The lasers can provide the following advantages when properly used by well-trained clinicians (who understand physics in laser usage) –

  • Needle-free or ‘‘no anesthesia’’ or “Painless” dentistry.
  • Reduced anxiety and fear of drills.
  • Creating a more bloodless field because of the ability of producing excellent haemostasis, and sealing of blood vessels, which further leads to superior visualization of the surgical site.
  • Decreased bacterial contamination of the surgical site.
  • Decreasing postoperative swelling.
  • Decreased need for sutures.
  • Reduced overall treatment time.
  • Less mechanical trauma.
  • Better patient compliance.
  • Less inavasive.


  • Compulsory use of glasses for eye protection (patient, operator, and assistants).
  • Inadvertent exposure to irradiation (action in noncontact mode).
  • Risk of excessive tissue destruction by direct ablation and thermal side-effects.
  • High cost of laser apparatus.


Lasers were introduced into the field of dentistry as they are a precise and effective way to perform many dental procedures. Treatment with lasers provides a hope of overcoming the disadvantages of conventional dental procedures. As the applications for dental lasers expand, greater numbers of dentists will use the technology to provide patients with precision treatment that may minimize pain and recovery time.

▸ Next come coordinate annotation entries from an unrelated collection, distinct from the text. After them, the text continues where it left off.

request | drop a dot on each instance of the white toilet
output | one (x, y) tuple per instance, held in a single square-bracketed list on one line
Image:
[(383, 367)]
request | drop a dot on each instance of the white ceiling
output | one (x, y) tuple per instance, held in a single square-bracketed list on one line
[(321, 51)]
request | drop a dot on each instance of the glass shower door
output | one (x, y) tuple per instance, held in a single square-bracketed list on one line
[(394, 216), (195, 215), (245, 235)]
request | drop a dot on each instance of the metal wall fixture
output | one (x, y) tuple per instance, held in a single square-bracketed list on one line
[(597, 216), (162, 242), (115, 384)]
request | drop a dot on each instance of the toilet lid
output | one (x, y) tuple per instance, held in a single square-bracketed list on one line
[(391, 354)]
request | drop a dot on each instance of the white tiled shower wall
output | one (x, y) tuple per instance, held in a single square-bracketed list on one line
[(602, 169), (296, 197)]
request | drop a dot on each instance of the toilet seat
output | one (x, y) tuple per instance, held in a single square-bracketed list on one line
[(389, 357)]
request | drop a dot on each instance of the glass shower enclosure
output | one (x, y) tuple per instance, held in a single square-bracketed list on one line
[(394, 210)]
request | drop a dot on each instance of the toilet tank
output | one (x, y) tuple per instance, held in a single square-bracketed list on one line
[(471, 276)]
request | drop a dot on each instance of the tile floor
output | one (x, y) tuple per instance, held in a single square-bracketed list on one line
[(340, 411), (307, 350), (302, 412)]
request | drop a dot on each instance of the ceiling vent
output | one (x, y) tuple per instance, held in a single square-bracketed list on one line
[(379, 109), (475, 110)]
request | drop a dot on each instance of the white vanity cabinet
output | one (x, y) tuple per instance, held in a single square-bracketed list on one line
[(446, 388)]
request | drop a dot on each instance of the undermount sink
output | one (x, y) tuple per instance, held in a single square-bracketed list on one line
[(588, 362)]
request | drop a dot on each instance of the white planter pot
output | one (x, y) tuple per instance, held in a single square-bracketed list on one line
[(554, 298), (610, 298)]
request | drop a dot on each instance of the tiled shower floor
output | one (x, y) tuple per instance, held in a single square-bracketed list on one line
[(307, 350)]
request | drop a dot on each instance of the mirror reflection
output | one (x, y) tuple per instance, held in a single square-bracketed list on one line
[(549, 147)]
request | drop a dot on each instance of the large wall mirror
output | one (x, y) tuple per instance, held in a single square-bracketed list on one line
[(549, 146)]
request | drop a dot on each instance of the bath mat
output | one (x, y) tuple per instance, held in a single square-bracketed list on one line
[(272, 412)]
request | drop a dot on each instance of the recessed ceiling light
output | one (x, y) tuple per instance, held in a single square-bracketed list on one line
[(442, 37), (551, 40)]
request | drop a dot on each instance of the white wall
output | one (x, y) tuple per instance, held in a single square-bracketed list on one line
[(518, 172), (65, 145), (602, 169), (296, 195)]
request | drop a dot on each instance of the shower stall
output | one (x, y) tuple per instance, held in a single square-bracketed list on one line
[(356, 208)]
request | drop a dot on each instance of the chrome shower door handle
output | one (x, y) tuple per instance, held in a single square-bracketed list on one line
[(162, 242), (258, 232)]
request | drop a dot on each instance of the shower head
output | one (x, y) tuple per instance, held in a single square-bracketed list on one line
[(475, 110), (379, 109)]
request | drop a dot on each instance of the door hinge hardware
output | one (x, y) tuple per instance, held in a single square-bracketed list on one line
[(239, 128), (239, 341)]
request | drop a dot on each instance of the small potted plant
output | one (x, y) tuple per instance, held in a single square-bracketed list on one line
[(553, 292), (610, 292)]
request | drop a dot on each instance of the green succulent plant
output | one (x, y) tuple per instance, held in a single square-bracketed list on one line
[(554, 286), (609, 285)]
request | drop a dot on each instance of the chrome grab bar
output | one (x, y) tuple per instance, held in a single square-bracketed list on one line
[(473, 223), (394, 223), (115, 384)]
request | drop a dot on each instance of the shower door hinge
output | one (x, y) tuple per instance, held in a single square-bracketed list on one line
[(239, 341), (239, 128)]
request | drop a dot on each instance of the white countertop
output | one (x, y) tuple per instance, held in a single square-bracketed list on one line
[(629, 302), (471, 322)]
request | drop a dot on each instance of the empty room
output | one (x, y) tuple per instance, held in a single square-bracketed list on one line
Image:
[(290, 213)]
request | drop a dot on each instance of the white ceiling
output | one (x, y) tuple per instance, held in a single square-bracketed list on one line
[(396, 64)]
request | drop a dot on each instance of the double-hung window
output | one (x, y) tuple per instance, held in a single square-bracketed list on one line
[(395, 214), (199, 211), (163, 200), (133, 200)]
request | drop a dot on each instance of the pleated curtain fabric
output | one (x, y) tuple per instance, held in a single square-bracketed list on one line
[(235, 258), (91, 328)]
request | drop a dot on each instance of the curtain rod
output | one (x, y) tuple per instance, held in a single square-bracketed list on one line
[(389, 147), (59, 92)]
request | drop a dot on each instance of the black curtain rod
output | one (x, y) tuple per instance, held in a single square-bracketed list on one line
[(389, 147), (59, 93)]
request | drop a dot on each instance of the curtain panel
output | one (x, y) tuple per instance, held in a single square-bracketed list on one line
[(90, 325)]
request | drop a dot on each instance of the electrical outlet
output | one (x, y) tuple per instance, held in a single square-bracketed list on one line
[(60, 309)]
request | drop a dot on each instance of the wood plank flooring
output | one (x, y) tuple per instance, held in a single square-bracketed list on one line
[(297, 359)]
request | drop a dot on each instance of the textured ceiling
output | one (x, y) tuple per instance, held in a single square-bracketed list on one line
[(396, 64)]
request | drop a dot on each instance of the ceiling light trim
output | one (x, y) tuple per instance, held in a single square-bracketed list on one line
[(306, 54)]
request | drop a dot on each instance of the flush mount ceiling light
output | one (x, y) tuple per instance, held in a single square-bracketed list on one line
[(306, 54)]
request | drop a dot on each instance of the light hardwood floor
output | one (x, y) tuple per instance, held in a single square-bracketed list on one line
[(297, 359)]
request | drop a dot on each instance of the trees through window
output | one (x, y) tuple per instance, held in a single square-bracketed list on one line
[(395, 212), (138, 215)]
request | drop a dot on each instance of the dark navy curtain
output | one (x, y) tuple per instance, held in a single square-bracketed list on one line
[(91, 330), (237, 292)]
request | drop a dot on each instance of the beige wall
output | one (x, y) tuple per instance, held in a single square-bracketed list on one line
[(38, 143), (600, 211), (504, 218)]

Every discipline of dentistry has been positively affected with the use of laser technology including oral medicine, oral surgery, pediatric and operative dentistry, periodontics and implantology, prosthetic dentistry. The ability of the lasers to perform less invasive procedures without any discomfort to the patients had made a tremendous impact on the delivery of dental care. This will continue as this technology will continue to improve and evolve.